That idea, seems to be pretty much dead in the water then?
‘’McManus's introduction to the sport began in 1947 when he joined the John Ruskin Amateur Wrestling Club. Two years later he won his first title, the British welterweight championship, but had moved up to middleweight by the late Sixties and clinched the British middleweight championship in 1967 and the European equivalent the following year.”

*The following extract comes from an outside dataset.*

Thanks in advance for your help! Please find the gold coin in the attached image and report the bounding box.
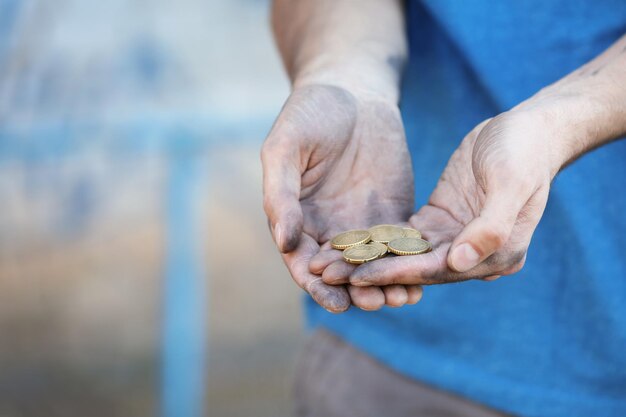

Before I’m told to write one hundred lines of “I must try to not write misleading titles” I shall in my defense point out, that over the years, here on Heritage, Mick’s claim has popped up every so often and I was hoping to put a stop to it. However, perhaps I could muddy the waters by asking, was it Mick who first presented the claim? (Poster and and handbill experts from around the country will be frantically perusing their collection to winkle out the dastardly promoter who may have propagated the lie).😎
Apologies to those who may have thought they were to be reading a list of Mick’s Down Under scuffles, based on my errant ‘thread title’

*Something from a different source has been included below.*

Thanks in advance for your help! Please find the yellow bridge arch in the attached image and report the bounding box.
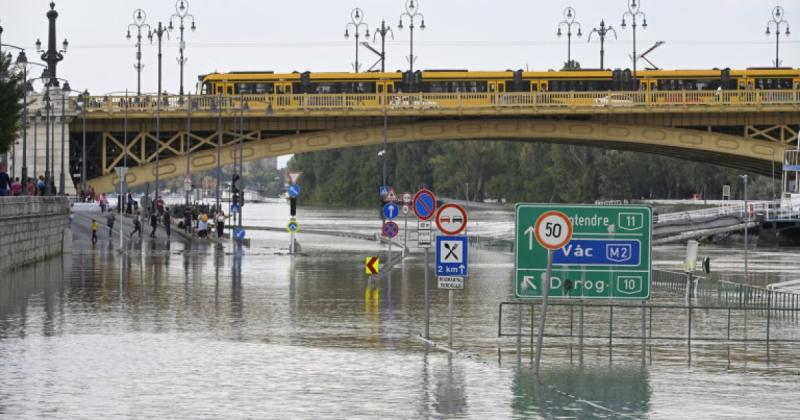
[87,119,790,194]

It's the title of the thread that's misleading.
It suggests the content is about wrestling in Australia but there is no mention of that in the text.
We discussed this at length and found no evidence of McManus in Australia.
European equivalent, when? I don't know whose inverted commas those are, but I trust you haven't found them on Wrestling Heitage!
Mick was one of the biggest liars going - and there were plenty. Alan Garfield would take a leaf out of his book a couple of years later and even bill himself from Sydney for a decade or so ... because he could. Garfield chose Sydney for the crazy reason that he had never been to Australia. I love that, it tells us so much about wrestling, all the more so in pre-internet times.
McManus probably invented those Australian details late forties to disguise the fact that he was in fact a complete novice, even though he was in his late twenties.
Who, in 1949, could have stood up and challenged what Mick claimed? Nobody, and Mick knew it.